A few Palm devices are relatively hostile to repair; for example, my T|X's battery is soldered in. This was also the highest priority replacement since the old battery was swelling and starting to distort the rear case. I forgot to get pictures of it but wary of my soldering skills with a small circuit board, I clipped the leads of the old pack and just twisted the wires on from the new one with strategically applied Kapton tape to keep everything apart.

That left the Zire 72, which wasn't holding a charge for long, and the m505, which wasn't holding a charge at all.
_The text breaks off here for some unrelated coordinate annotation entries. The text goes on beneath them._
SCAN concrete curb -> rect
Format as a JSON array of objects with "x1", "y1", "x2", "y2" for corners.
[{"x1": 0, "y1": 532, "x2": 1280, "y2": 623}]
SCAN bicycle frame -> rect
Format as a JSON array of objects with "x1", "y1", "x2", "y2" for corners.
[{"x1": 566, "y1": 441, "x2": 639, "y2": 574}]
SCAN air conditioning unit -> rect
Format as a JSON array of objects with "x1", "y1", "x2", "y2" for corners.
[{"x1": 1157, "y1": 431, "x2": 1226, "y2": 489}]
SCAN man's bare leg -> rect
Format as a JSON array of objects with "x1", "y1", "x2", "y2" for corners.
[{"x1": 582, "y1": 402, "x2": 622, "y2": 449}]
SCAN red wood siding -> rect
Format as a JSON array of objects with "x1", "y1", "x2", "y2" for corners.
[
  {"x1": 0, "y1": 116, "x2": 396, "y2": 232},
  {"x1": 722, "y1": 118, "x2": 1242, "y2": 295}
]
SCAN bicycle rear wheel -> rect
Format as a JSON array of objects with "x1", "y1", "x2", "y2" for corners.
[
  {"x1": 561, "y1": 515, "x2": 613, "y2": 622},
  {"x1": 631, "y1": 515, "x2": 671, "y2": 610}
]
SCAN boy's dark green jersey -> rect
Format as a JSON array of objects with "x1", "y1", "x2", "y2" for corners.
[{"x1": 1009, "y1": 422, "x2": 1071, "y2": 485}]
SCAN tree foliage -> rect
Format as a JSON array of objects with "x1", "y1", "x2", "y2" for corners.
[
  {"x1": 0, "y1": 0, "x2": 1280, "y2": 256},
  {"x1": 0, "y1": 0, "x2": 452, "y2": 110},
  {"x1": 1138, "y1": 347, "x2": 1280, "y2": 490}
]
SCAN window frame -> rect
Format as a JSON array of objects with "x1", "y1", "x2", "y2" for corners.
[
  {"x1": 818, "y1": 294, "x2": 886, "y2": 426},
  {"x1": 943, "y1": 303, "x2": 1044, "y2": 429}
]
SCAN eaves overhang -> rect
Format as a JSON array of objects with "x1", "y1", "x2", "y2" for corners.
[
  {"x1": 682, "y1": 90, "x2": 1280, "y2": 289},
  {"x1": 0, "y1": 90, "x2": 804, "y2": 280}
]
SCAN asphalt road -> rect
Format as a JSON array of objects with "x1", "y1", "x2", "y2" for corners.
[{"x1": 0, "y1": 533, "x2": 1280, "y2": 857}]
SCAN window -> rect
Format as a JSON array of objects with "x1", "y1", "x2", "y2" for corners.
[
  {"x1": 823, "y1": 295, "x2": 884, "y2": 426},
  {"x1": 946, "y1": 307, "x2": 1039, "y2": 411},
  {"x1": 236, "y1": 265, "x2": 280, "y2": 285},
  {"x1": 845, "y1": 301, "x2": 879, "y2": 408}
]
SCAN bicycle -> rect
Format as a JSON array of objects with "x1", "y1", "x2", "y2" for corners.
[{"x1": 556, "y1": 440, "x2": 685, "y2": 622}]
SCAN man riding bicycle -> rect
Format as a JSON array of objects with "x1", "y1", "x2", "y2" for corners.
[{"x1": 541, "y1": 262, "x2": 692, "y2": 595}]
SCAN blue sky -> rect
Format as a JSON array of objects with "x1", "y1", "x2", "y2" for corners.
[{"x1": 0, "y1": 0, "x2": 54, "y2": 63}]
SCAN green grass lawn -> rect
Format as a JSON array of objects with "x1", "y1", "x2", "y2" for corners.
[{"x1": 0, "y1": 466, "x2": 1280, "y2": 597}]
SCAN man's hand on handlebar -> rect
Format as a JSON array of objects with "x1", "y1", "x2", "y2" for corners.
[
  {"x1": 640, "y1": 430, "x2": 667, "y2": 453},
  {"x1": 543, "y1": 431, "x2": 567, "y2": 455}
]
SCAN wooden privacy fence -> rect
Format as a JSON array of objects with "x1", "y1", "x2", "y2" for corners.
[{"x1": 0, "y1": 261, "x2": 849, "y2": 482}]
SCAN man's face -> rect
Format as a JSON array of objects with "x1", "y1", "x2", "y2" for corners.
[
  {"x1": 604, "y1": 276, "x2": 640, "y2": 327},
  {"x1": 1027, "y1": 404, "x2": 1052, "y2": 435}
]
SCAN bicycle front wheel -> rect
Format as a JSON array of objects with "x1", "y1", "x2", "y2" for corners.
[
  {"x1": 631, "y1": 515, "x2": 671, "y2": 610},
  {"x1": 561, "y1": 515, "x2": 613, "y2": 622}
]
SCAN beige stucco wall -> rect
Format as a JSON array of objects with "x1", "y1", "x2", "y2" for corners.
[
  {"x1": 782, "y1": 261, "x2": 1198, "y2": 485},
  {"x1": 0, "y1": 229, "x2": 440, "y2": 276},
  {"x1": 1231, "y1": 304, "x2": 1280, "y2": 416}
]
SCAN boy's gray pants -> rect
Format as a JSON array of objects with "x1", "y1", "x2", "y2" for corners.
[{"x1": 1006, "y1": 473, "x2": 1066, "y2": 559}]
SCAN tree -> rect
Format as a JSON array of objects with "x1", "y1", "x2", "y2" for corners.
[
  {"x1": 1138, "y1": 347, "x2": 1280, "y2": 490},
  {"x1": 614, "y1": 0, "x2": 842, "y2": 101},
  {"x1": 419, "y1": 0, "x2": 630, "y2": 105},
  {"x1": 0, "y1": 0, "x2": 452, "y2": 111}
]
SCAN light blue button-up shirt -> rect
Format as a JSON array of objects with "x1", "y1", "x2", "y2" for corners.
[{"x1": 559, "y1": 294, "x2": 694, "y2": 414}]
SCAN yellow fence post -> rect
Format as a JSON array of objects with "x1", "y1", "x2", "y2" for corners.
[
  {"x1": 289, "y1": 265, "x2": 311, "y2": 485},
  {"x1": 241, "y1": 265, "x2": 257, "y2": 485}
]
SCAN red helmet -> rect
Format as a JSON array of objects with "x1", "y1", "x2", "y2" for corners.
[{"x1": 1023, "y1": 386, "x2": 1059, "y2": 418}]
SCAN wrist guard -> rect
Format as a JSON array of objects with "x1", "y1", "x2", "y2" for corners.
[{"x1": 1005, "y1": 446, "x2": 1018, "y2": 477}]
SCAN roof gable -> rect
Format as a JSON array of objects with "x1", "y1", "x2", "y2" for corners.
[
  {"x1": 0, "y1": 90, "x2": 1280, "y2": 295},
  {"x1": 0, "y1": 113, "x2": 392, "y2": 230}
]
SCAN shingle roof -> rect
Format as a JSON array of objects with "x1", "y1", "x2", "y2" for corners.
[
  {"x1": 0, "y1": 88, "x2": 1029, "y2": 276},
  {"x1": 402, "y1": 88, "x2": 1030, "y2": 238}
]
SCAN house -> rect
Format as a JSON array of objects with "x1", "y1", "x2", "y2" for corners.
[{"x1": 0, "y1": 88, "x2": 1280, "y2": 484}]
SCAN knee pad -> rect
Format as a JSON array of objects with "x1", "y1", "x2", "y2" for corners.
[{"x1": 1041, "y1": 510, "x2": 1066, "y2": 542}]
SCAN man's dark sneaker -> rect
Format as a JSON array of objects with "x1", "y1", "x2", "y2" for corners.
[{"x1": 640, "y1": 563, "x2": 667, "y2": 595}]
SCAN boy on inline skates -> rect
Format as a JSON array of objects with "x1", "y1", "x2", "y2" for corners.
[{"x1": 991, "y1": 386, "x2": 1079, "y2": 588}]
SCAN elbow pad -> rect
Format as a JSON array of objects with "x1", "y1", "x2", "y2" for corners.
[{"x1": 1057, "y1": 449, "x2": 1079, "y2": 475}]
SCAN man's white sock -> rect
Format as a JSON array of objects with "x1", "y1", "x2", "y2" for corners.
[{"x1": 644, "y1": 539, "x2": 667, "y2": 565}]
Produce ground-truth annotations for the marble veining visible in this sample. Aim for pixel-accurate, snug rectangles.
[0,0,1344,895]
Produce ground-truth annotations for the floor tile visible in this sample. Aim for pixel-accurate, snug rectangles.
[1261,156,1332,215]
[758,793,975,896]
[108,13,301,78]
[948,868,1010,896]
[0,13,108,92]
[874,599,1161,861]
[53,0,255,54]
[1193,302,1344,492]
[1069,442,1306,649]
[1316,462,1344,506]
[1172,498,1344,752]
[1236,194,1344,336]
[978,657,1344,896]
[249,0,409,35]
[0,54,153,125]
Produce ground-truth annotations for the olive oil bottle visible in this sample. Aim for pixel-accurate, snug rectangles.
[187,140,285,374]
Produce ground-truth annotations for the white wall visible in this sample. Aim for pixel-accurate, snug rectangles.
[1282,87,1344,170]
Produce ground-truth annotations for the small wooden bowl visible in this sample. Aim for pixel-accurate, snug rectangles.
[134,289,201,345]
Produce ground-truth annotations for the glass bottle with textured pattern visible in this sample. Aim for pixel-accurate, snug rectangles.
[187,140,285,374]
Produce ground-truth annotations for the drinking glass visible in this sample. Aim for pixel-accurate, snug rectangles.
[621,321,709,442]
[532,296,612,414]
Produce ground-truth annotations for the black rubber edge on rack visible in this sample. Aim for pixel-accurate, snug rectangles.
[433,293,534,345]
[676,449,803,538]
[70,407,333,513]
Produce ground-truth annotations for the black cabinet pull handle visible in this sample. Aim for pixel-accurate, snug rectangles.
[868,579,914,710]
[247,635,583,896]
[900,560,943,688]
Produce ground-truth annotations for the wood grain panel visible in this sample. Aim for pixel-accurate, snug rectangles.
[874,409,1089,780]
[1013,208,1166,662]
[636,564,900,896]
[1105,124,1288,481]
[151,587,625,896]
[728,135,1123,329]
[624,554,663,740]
Unfortunately, the Zire 72 is another repair-hostile device. Getting the back off requires not only removing the obvious screws in the lower corners, but then peeling back the label (!) to expose another screw on the bottom tab of the camera grille. Alternatively, just cut a little hole there in the label to get to it, since we're all way out of warranty anyway. With that screw removed, use a nylon spudger to pry off the grille without bending it (it's stuck on with adhesive strips) and remove two more screws at the top.
Use the spudger to undo the remaining clips around the unit and it comes apart in two halves. Be sure not to lose the pad with the front buttons, which aren't attached to anything; I managed to get them to flop into their apertures on the other side. Don't use a sharp metal object to separate the clips or you may nick the exposed clear cable to the digitizer, rendering your unit unusable. You can also see the camera connector, the front connector (which you can leave on, or gently remove with the spudger; just press it back on to reattach), and the ARM CPU (an Intel PXA270).
The Z72's battery isn't soldered in and has a connector you can gently pull free with needlenose pliers. Once the connector's off, however, you'll need to wedge it out from the glue holding it in (spudger encore). I replaced it with an 1100mAh 3.7V part sold specifically for it with the correct connector; it's keyed and you just push it on.
When putting it back together, make sure the light pipe for the power light is on its little pegs.
Also, while the front button pad needs to be watched and aligned back into its holes, mind the side button as well — as I didn't after closing it up.
By comparison the m505 was rather easier. This took a 1000mAh 3.7V lithium polymer battery, and was also sold specifically for it with the connector already wired up. Just remove the rear screws and work open the clips if needed. Do not work the spudger into the SD card slot; that stays attached to that particular side. This battery was unfortunately swelling a little also, so good thing we were in there, though it was also glued in and needed to be pried out too.

All the units recharged briskly and held a good charge for several rounds of Solitaire and surfing Gopherspace. More ideas coming for apps and they'll be ready to test them when I do.